Ten fakt mimo wszystko nadal do niej nie docierał.
- Ale dlaczego? - Zapytała Majka.
-Włodarczyk usłyszał jak Karol mówi Twojemu Michałowi, że
Olka jest w ciąży. Postanowił wykorzystać sytuację, napisał wiele anonimów do
Karola, że miał ze mną romans. Potem znasz już historię. – Nina czuła, że się
zaraz rozklei.
-A to jełop! – Oburzyła się Majka.
-Uwierz mi, znacznie gorszy niż myślisz. – Zaczęła pociągać
nosem, jej (znów) współlokatorka.
- Ej… Teraz jesteś tutaj… Nic ci już nie zrobi… A jak tylko
go spotkam! To tak oberwie, że się przez tydzień nie podniesie! – Trajkotała
zdenerwowana panna Ludwiczak i objęła przyjaciółkę. Cały wieczór nadrabiały ten
cały stracony czas. Zupełnie zaskoczone spojrzały na zegarek.
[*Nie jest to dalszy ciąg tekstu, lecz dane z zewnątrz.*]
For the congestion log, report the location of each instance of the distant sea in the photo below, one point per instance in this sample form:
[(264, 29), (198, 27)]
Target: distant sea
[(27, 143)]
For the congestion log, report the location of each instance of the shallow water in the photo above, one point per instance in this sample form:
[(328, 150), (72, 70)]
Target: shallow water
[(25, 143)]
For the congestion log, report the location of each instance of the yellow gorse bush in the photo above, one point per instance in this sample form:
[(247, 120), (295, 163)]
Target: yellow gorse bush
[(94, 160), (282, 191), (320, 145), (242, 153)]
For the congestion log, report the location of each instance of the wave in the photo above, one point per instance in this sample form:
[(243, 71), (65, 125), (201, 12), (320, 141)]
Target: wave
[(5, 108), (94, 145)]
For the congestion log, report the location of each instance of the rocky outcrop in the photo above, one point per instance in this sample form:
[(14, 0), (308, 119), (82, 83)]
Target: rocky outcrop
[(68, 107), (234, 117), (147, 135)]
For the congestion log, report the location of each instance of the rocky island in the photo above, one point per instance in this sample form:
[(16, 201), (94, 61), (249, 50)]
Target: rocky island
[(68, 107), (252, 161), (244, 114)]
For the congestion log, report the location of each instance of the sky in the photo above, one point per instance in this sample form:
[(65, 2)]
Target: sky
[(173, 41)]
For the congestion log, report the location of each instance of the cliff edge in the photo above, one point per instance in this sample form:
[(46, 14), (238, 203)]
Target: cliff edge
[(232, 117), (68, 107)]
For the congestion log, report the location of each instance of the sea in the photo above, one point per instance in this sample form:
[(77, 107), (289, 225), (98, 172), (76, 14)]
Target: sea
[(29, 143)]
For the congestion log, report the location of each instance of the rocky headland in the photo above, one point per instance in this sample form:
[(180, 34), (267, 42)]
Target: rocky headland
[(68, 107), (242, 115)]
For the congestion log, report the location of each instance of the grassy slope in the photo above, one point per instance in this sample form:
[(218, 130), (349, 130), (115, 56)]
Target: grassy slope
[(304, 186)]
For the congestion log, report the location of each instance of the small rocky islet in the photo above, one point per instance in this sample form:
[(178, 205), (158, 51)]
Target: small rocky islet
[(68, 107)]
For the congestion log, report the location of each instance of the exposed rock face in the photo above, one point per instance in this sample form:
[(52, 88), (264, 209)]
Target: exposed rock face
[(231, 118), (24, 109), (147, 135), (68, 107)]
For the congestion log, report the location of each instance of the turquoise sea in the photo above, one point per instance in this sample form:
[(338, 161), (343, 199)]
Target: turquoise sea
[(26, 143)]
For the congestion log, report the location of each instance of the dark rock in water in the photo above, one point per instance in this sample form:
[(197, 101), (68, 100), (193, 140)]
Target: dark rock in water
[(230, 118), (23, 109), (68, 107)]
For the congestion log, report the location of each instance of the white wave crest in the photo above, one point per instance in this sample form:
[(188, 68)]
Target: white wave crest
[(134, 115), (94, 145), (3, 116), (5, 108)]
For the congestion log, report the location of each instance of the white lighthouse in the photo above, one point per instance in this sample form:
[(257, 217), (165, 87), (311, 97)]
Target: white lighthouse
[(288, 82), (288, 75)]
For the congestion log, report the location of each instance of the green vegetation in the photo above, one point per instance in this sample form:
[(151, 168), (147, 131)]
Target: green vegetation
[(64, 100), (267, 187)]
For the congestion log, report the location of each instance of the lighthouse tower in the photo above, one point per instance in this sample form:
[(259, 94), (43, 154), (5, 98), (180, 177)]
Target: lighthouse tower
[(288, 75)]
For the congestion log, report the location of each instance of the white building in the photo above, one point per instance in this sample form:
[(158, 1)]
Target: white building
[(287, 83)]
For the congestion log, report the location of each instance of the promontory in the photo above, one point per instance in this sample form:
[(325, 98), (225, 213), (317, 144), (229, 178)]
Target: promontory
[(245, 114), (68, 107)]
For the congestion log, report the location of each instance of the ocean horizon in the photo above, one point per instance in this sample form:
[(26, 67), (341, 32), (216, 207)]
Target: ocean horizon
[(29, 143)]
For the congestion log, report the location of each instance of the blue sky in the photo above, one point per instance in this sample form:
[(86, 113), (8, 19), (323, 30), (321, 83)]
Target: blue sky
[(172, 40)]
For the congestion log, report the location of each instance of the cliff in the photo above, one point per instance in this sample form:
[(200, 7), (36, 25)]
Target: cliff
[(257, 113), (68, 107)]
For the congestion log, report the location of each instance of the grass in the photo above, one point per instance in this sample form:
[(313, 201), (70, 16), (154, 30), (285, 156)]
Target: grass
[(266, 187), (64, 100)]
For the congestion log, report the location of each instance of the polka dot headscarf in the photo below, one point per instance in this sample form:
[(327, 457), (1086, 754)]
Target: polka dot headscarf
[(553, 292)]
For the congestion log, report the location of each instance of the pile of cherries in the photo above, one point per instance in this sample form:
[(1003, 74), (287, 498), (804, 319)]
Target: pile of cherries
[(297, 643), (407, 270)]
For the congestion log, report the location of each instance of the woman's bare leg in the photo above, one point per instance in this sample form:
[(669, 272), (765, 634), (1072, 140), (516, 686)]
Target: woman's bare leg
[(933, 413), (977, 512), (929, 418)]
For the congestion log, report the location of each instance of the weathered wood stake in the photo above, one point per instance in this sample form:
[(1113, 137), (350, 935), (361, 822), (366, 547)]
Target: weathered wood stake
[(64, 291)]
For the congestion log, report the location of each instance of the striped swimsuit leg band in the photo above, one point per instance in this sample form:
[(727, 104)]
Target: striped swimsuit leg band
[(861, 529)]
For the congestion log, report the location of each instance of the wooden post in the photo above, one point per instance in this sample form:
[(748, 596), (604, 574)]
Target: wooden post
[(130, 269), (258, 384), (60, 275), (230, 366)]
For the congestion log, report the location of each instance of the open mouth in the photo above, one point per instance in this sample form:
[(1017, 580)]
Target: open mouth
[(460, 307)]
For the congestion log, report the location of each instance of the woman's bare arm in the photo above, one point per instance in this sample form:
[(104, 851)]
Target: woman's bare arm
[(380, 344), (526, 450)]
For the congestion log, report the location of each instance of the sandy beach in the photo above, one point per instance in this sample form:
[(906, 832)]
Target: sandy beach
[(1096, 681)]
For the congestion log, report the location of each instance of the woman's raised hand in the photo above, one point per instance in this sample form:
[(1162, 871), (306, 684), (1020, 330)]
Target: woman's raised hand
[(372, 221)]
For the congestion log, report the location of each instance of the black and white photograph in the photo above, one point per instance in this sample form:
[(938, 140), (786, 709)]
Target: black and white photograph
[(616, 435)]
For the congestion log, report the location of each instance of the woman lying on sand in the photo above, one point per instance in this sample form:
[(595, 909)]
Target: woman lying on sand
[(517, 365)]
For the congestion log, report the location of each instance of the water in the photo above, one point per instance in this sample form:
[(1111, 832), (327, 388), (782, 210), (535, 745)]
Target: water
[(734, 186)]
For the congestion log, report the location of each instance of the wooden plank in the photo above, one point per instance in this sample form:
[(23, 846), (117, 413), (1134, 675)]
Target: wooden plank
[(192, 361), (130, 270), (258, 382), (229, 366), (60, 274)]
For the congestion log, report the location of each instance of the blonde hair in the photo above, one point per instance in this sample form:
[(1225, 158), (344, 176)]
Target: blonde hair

-Mamma mia! Już 23:00! -Zawołała Majka.
-Idź się kąpać. - Rzuciła Nina i w żółwim tempie zwlekła się
z sofy.
-Dobranoc. - Powiedziała blondynka, kiedy obie już w
piżamach wchodziły do swoich pokoi.
-Branoc. - Odpowiedziała uśmiechnięta zielonooka.
Rano Majka
zaczynała znów pracę. Budzik zadzwonił o 6:45. Nie chciało się jej wstać, tam spała,
do której chciała. Z dala od pracy, papierów, raportów i służbowych spotkań.
-Czyżby kluski z serem? – Mówiła sama do siebie
przemierzając salon i pociągając nosem.
-Tak, w ramach rekompensaty. - Odwiedziła Nina.
-Jakiej? – Zapytała rozsiadając się na jednym z krzeseł.
-Miałaś rację Włodarczyk to facet nie dla mnie. - Powiedziała
wymachując łyżką w powietrzu szatynka.
-Nina, ile lat my się znamy? Dziesięć? Ja zawsze mam rację.
- Odpowiedziała skromnie Majka.
-Hahaha. - Zaśmiała się kpiąco jej przyjaciółka.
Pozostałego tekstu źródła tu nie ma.